Quatrième au classement mondial du World Tour l’an passé, l’équipe féminine cycliste FDJ-Nouvelle-Aquitaine-Futuroscope espère marquer de son empreinte la saison 2022, dominée par le retour du Tour de France fin juillet. 

En sport comme dans bien des domaines, l’appétit vient en mangeant. L’adage vaut assurément pour l’équipe féminine FDJ-Nouvelle-Aquitaine-Futuroscope, dont l’exercice 2021 a laissé entrevoir de fort belles promesses. Aux deux victoires, décrochées par Cécilie Uttrup Ludwig au Tour de Burgos et Evita Muzic au championnat de France en ligne, sont ainsi venues s’ajouter de nombreux accessits. 2022 s’annonce sous les mêmes auspices. 

Pour sa seizième année d’existence, l’héritière de Vienne Futuroscope, créée, en 2006, par l’entrepreneur naintréen Gatien Merlot pour permettre à sa fille Emmanuelle de vivre pleinement de sa passion pour le vélo, nourrit de hautes ambitions. « Nous avons coché plusieurs classiques, prévient Stephen Delcourt, le manager général, la Strade Bianca, la Tour des Flandres, Paris-Roubaix, la Flèche Wallonne et Liège-Bastogne-Liège et, bien sûr, les grands tours, comme le Giro et la Vuelta, que nous avons terminés aux 6e et 4e places en 2021. » 

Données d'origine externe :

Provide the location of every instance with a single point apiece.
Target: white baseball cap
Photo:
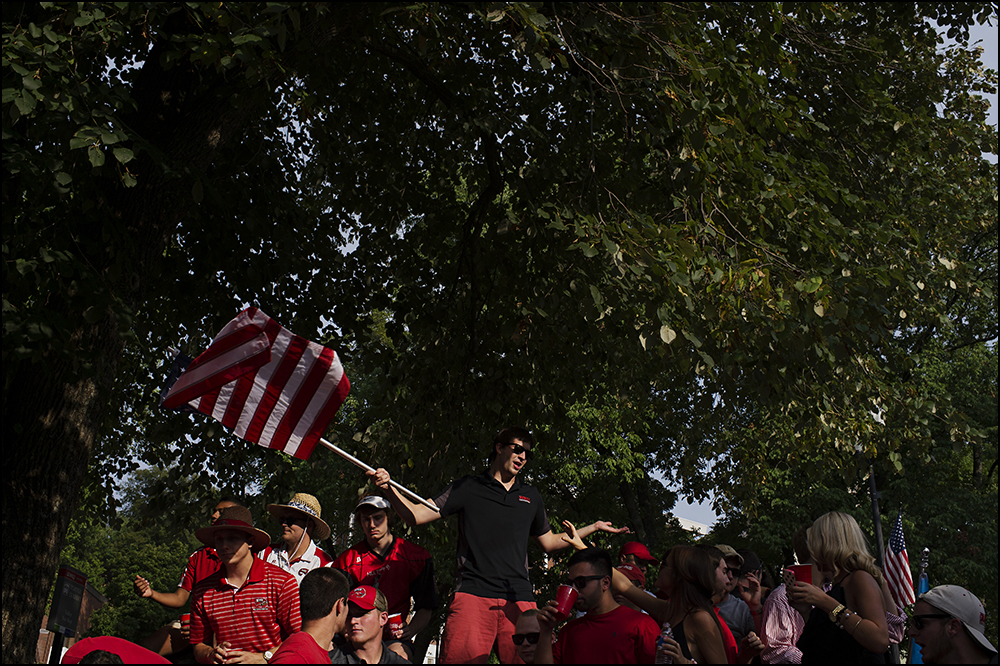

Quatrième formation féminine mondiale et à ce jour seule représentante française sur le circuit World Tour, la structure dirigée par Stephen Delcourt et son épouse Manou Merlot, passée de la route à la présidence, s’est fixé un autre objectif majeur : le Tour de France, de retour après plus de trente ans d’absence. « L’apparition du Paris-Roubaix féminin en 2021 a fait la preuve que ce cyclisme-là pouvait générer de formidables spectacles, sourit Stephen Delcourt. Du 24 au 31 juillet, le Tour de France va donner à voir huit Paris-Roubaix. Et nous voulons y briller. » Un seul regret : qu’il n’y ait pas de contre-la-montre dans cette Grande Boucle. Avec le renfort, cet hiver, de l’Australienne Grace Brown, 4e des derniers JO sur le chrono, et de l’Italienne Vittoria Guazzini, championne d’Europe espoirs 2021, la formation made in Vienne, grosse PME de trente et un équivalents temps plein -dont quatorze cyclistes- et 2,3M€ de budget, aurait eu de sacrées cartes à abattre. Qu’à cela ne tienne, elle le fera sur d’autres terrains de jeu.

« L’apparition du Paris-Roubaix féminin en 2021 a fait la preuve que ce cyclisme-là pouvait générer de formidables spectacles. Pour son retour, du 24 au 31 juillet, le Tour de France va donner à voir huit Paris-Roubaix. »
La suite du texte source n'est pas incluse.